The history of Russian Marxism involves a dramatic interplay of philosophy and politics. Though Marx’s ideas were taken up selectively by Russian populists in the 1870s, the first thoroughgoing Russian Marxist was G.V. Plekhanov, whose vision of philosophy became the orthodoxy among Russian communists. Inspired by Engels, Plekhanov argued that Marxist philosophy is a form of ‘dialectical materialism’ (Plekhanov’s coinage). Following Hegel, Marxism focuses on phenomena in their interaction and development, which it explains by appeal to dialectical principles (for instance, the law of the transformation of quantity into quality). Unlike Hegel’s idealism, however, Marxism explains all phenomena in material terms (for Marxists, the ’material’ includes economic forces and relations). Dialectical materialism was argued to be the basis of Marx’s vision of history according to which historical development is the outcome of changes in the force of production.

In 1903, Plekhanov’s orthodoxy was challenged by a significant revisionist school: Russian empiriocriticism.

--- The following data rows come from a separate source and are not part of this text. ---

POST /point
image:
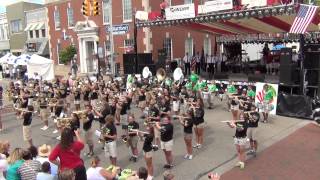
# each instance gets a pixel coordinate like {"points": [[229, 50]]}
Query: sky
{"points": [[3, 3]]}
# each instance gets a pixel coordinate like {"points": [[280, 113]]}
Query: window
{"points": [[43, 32], [207, 46], [189, 46], [106, 11], [16, 26], [127, 10], [108, 46], [56, 15], [58, 52], [37, 34], [31, 34], [129, 45], [70, 17], [167, 46]]}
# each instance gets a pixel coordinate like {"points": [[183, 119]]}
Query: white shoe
{"points": [[44, 128]]}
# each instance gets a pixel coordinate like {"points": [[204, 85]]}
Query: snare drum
{"points": [[175, 105]]}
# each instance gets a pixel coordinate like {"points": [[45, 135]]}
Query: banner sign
{"points": [[180, 12], [217, 5], [267, 97], [119, 29]]}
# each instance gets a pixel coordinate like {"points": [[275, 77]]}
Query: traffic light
{"points": [[95, 8], [86, 8]]}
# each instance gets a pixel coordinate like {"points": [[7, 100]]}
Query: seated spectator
{"points": [[67, 174], [15, 161], [167, 175], [45, 172], [30, 168], [95, 172], [43, 154]]}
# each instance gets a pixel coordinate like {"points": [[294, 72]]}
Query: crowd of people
{"points": [[72, 104]]}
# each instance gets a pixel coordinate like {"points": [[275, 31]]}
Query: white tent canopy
{"points": [[8, 59], [43, 66], [22, 60]]}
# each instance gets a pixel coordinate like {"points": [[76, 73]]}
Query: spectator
{"points": [[45, 174], [95, 172], [167, 175], [15, 161], [44, 152], [67, 174], [68, 152], [30, 168]]}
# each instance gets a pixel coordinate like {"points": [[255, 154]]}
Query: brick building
{"points": [[66, 26]]}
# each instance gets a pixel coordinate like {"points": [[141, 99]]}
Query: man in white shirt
{"points": [[187, 60]]}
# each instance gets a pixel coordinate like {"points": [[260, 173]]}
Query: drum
{"points": [[176, 105]]}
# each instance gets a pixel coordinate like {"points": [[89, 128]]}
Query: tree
{"points": [[67, 54]]}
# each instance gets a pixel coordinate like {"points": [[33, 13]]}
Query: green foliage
{"points": [[67, 54]]}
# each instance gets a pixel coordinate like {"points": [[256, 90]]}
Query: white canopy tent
{"points": [[7, 59], [43, 66]]}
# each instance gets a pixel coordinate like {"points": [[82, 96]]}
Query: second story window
{"points": [[106, 11], [57, 23], [70, 17], [127, 10], [16, 26]]}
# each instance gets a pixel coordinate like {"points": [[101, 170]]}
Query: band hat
{"points": [[44, 150]]}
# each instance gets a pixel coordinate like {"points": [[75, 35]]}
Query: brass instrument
{"points": [[161, 74], [64, 122]]}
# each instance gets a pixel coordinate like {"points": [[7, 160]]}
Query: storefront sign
{"points": [[217, 5], [180, 12], [119, 29]]}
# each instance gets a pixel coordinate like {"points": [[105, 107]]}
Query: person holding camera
{"points": [[109, 133], [147, 148], [166, 136]]}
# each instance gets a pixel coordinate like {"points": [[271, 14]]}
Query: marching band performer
{"points": [[240, 139], [198, 121], [187, 123], [133, 137], [109, 133]]}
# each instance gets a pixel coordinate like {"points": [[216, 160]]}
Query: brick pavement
{"points": [[297, 157]]}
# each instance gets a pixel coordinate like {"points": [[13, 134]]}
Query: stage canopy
{"points": [[238, 24]]}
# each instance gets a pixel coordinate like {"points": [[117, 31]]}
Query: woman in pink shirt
{"points": [[68, 151]]}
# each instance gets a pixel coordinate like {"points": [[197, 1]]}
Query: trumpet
{"points": [[22, 110]]}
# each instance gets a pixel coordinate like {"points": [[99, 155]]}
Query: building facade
{"points": [[4, 35], [17, 24], [37, 32], [68, 26]]}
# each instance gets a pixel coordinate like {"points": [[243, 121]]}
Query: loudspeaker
{"points": [[285, 56], [256, 78], [289, 74], [221, 76], [312, 56]]}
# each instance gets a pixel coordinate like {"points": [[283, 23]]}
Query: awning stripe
{"points": [[273, 21]]}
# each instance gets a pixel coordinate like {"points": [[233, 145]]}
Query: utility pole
{"points": [[112, 63]]}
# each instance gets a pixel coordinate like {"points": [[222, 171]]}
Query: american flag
{"points": [[303, 19]]}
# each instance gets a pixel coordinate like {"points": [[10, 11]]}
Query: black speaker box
{"points": [[285, 56]]}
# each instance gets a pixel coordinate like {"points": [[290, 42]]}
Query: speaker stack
{"points": [[288, 70], [311, 64]]}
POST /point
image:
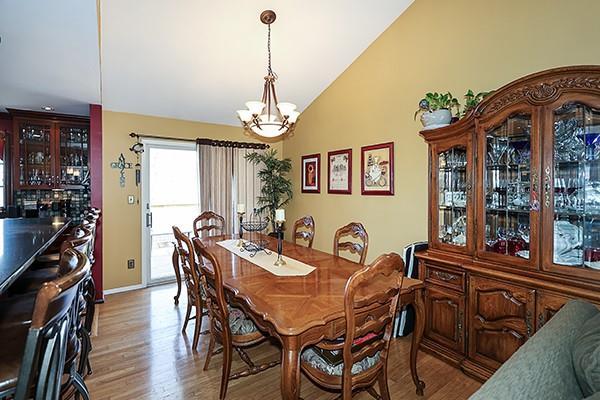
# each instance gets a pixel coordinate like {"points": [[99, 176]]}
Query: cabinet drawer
{"points": [[445, 277]]}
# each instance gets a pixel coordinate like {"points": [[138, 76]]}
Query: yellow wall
{"points": [[434, 46], [121, 221]]}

Inspired by Mach’s positivism, A.A. Bogdanov and others argued that reality is socially organized experience, a view they took to suit Marx’s insistence that objects be understood in their relation to human activity. Empiriocriticism was associated with the Bolsheviks until 1909, when Lenin moved to condemn Bogdanov’s position as a species of idealism repugnant to both Marxism and common sense. Lenin endorsed dialectical materialism, which thereafter was deemed the philosophical worldview of the Bolsheviks.

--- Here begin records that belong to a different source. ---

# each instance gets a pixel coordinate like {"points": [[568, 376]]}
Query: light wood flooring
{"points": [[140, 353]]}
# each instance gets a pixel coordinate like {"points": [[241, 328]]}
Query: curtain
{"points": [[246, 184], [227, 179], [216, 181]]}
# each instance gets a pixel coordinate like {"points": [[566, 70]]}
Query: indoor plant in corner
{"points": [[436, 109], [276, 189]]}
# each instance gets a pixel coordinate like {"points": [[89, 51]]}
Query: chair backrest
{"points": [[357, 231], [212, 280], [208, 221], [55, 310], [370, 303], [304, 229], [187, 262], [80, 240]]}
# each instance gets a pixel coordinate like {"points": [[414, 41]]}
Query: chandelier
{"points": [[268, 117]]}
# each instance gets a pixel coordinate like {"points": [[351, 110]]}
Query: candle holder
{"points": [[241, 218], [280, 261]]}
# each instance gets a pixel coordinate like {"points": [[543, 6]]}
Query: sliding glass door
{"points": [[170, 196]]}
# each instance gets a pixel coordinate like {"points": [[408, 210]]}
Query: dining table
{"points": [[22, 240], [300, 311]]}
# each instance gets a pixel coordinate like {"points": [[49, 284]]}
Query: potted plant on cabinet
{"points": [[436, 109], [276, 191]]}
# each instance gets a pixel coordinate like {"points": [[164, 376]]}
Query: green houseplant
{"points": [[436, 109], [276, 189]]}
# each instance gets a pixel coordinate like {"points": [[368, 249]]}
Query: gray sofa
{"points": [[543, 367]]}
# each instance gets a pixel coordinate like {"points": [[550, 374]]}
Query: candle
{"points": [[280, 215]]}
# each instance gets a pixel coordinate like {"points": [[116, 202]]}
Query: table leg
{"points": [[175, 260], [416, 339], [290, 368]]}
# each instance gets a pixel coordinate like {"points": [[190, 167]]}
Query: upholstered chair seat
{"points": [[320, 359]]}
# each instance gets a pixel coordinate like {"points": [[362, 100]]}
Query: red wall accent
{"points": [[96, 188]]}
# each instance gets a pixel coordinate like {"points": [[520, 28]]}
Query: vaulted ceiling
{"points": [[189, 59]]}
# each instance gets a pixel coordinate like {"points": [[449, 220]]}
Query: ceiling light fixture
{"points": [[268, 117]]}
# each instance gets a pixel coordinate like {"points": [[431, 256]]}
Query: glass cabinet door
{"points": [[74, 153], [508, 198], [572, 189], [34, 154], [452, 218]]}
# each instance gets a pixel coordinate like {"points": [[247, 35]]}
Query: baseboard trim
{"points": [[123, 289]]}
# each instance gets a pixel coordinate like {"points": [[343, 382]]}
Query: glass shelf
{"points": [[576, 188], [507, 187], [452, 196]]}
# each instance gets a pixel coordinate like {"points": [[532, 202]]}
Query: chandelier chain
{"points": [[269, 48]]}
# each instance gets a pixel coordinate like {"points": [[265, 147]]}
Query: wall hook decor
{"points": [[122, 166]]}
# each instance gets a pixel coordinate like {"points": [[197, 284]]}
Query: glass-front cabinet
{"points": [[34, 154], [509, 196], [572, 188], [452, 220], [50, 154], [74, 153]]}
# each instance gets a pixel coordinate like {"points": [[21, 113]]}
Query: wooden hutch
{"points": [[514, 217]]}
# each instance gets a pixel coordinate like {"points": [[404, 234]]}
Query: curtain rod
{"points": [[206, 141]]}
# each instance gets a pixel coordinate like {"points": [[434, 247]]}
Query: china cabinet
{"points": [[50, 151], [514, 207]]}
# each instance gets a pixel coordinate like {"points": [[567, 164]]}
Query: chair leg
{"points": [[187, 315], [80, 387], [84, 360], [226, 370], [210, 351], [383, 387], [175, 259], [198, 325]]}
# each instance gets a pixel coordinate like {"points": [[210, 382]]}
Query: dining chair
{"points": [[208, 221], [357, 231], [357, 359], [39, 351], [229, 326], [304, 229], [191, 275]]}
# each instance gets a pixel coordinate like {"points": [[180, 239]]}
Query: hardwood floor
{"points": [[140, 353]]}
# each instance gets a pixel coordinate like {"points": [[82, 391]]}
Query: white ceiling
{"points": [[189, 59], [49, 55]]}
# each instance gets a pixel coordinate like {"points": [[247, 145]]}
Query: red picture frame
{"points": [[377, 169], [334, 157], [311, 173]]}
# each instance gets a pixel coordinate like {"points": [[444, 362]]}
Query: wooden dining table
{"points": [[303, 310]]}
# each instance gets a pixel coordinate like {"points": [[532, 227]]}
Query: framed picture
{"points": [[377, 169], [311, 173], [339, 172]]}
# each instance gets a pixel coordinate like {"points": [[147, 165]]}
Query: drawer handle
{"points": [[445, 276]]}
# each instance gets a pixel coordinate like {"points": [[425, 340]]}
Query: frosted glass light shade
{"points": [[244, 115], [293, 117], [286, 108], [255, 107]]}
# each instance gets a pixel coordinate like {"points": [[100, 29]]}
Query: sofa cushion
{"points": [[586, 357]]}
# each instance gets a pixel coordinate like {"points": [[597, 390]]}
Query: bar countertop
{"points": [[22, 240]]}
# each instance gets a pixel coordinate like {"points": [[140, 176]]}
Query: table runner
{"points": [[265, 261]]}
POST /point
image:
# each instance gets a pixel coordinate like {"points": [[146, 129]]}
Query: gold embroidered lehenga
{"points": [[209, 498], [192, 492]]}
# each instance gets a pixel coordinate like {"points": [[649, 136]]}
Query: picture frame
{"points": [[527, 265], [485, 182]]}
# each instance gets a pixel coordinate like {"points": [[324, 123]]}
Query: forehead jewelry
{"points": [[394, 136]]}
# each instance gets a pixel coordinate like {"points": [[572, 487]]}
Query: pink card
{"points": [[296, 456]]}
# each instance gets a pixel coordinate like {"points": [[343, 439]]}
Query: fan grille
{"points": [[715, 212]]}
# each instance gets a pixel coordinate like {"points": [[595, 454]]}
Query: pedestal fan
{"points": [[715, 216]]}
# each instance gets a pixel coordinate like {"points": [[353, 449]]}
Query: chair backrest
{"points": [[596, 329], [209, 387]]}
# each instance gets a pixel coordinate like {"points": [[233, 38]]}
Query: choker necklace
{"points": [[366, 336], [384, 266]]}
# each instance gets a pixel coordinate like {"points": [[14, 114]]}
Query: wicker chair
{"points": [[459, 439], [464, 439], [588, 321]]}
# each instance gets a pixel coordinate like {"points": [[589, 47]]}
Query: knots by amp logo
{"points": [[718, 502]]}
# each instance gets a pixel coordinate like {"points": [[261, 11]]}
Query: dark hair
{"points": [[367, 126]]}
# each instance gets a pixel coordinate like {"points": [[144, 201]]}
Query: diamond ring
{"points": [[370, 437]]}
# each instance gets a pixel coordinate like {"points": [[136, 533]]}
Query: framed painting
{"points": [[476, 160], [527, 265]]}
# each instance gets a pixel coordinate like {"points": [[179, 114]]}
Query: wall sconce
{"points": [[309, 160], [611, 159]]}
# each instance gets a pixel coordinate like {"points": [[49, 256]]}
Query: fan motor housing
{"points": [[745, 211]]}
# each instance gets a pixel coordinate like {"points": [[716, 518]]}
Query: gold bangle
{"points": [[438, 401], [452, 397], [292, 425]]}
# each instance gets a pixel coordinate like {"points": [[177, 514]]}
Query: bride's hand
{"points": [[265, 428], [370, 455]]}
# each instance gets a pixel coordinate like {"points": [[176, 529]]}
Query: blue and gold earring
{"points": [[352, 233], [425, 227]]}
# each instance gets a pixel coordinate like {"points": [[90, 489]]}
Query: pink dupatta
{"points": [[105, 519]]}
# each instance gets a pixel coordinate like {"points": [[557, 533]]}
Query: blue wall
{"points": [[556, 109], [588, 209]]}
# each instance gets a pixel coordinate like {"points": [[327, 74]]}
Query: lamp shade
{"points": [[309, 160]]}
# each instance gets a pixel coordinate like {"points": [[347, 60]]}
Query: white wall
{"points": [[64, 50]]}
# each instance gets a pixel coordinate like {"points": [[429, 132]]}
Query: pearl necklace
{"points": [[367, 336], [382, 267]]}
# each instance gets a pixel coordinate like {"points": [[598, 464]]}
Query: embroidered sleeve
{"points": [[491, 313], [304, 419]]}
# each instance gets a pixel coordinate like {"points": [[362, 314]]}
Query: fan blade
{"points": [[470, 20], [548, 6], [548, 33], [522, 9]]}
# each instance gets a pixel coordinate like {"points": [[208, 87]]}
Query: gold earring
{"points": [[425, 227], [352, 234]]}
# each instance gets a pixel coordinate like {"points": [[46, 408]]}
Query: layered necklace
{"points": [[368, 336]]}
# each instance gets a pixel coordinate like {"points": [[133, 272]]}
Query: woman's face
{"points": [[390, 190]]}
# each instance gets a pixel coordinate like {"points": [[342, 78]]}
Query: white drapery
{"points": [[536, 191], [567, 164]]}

After the Revolution of 1917, Soviet philosophers were soon divided in a bitter controversy between ‘mechanists’ and ‘dialecticians’. The former argued that philosophy must be subordinate to science. In contrast, the Hegelian ‘dialecticians’, led by A.M. Deborin, insisted that philosophy is needed to explain the very possibility of scientific knowledge. The debate was soon deadlocked, and in 1929 the dialecticians used their institutional might to condemn mechanism as a heresy. The following year, the dialecticians were themselves routed by a group of young activists sponsored by Communist Party. Denouncing Deborin and his followers as ‘Menshevizing idealists’, they proclaimed that Marxist philosophy had now entered its ‘Leninist stage’ and invoked Lenin’s idea of the partiinost’ (‘partyness’) of philosophy to license the criticism of theories on entirely political grounds. Philosophy became a weapon in the class war.

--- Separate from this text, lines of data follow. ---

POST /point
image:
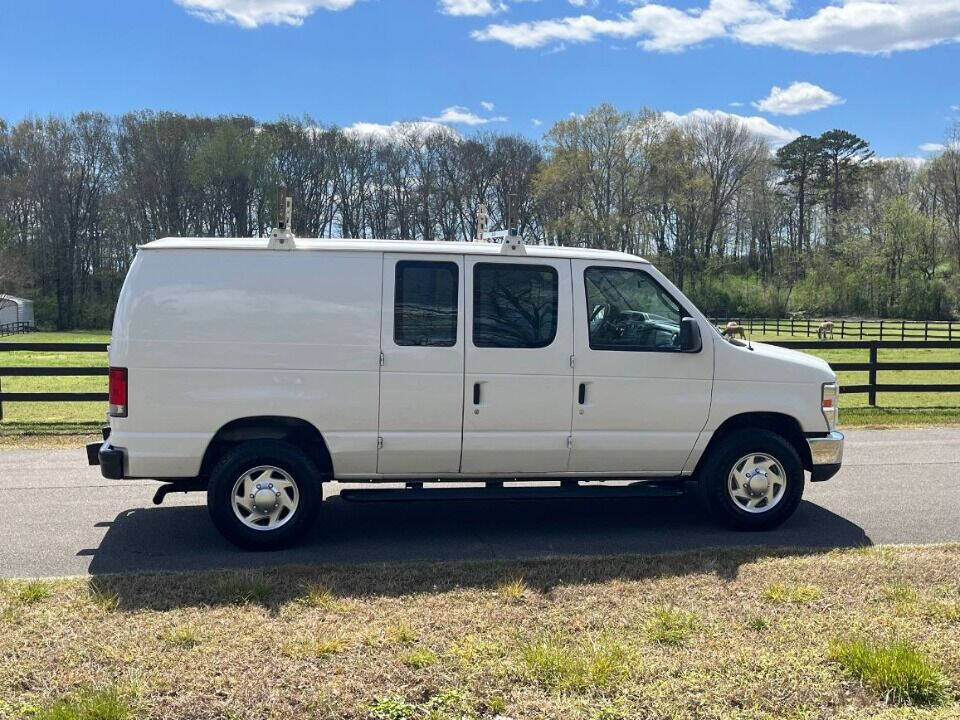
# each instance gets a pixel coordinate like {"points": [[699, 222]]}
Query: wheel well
{"points": [[784, 425], [268, 427]]}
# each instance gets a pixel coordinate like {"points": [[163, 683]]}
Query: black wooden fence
{"points": [[871, 366], [854, 329], [51, 372], [16, 328]]}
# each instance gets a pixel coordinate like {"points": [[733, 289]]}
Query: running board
{"points": [[496, 491]]}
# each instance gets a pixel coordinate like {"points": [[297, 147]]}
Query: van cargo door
{"points": [[518, 379], [421, 376]]}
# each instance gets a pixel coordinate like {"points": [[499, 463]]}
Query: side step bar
{"points": [[496, 491]]}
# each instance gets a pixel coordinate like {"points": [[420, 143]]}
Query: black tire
{"points": [[246, 457], [715, 472]]}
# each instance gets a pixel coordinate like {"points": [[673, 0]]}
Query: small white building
{"points": [[15, 310]]}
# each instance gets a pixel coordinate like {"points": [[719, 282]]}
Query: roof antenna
{"points": [[512, 242], [282, 236], [483, 223]]}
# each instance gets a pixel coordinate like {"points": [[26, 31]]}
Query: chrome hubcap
{"points": [[265, 498], [757, 482]]}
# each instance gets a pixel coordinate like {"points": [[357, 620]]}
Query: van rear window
{"points": [[425, 303], [514, 305]]}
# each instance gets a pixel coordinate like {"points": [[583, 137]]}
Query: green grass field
{"points": [[30, 419], [870, 633], [26, 420]]}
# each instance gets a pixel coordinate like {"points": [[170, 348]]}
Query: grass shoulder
{"points": [[855, 634]]}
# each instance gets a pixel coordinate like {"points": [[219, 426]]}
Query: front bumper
{"points": [[826, 454]]}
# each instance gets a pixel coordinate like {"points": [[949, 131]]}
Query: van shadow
{"points": [[396, 548]]}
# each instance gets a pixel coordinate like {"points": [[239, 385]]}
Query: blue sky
{"points": [[885, 69]]}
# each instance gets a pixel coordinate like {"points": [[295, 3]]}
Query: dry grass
{"points": [[737, 635]]}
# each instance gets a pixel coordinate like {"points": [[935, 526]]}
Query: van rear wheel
{"points": [[752, 480], [263, 495]]}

In 1938, Marxist-Leninist philosophy was simplistically codified in the fourth chapter of the Istoriia kommunisticheskoi partii sovetskogo soiuza (Bol’sheviki). Kraatkii kurs (History of the Communist Party of the Soviet Union (Bolsheviks). Short Course). The chapter, apparently written by Stalin himself, was declared the height of wisdom, and Soviet philosophers dared not transcend its limited horizons. The ‘new philosophical leadership’ devoted itself to glorifying the Party and its General Secretary. The ideological climate grew even worse in the post-war years when A.A. Zhdanov’s campaign against ‘cosmopolitanism’ created a wave of Russian chauvinism in which scholars sympathetic to Western thought were persecuted. The Party also meddled in scientific, sponsoring T.D. Lysenko’s bogus genetics, while encouraging criticism of quantum mechanics, relativity theory and cybernetics as inconsistent with dialectical materialism.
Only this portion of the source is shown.